In her early days she set the pace as Sitka Conservation Society's most avid camper, the farthest ranging berry picker, and the fastest hiker. On one trip to Shelikof cabin she outpaced four bicyclers. Her weekend hikes up the Harbor Mountain road to the top of the mountain were notable: on her way up she scoured the sides for aluminum cans, which she tossed out into the roadway for flattening by the car traffic; then she picked them up on the way down and dropped them off at the SCS recycling center – crushed. Over and over, she introduced the backcountry to new Sitkans and converted many to conservation and SCS membership. 

Helen served on the SCS Board for many years; during the Southeast Alaska Conservation Council's early days she served on its Board as well. At conservation potlucks Helen was celebrated for her giant and beautiful salads. As a nutritionist, she set the healthy standard still found at SCS potlucks. 

Helen was an activist. She never hesitated to speak out for the Tongass.

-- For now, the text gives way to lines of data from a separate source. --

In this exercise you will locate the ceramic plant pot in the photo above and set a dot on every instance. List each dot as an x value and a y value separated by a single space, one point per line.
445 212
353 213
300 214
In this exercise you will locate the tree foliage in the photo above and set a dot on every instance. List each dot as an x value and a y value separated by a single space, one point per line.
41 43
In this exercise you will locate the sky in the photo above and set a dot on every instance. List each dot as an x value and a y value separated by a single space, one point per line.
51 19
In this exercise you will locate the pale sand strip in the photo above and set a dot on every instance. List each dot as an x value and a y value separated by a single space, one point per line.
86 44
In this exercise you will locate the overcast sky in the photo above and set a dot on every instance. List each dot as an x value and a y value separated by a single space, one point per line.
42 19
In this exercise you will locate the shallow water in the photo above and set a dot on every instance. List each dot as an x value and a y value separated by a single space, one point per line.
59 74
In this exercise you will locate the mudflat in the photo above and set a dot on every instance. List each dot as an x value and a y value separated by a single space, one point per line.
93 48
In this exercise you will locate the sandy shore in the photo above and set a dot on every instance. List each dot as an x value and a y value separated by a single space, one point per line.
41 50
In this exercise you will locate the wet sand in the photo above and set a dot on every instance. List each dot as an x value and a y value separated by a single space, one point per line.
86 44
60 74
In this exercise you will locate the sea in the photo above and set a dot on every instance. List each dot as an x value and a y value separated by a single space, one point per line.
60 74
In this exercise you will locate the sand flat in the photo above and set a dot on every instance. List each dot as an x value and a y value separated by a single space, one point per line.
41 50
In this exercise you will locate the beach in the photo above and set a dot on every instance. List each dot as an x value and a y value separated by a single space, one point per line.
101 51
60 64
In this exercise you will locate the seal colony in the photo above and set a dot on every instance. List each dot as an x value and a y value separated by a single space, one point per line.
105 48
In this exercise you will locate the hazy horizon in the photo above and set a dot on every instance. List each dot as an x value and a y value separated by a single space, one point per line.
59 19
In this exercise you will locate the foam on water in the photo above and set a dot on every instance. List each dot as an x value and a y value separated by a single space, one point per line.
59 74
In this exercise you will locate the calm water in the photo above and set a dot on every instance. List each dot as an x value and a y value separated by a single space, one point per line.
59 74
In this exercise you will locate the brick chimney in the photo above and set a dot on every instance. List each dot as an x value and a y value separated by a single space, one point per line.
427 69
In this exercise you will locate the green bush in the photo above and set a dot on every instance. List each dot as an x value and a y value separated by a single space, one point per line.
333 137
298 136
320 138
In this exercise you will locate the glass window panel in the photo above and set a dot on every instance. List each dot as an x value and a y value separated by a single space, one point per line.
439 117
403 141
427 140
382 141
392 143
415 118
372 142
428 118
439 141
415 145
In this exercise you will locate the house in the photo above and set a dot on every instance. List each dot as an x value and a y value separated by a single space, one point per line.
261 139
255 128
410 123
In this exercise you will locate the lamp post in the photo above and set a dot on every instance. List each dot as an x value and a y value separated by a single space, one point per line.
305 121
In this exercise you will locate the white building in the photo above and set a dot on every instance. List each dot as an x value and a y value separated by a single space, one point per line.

She testified at many hearings, wrote scores of letters, and even engaged in civil disobedience to make her points (when she was in her 70's). She was part of the early morning vigils outside the Forest Service office when Sitkans lobbied to protect Ushk Bay. 

Although Helen moved south to Arizona and later Texas, pursuing heat for her health, she continued to advocate for the Tongass and to support SCS's conservation work through letters and donations. 

SCS is fortunate to have had Helen's energies and talents.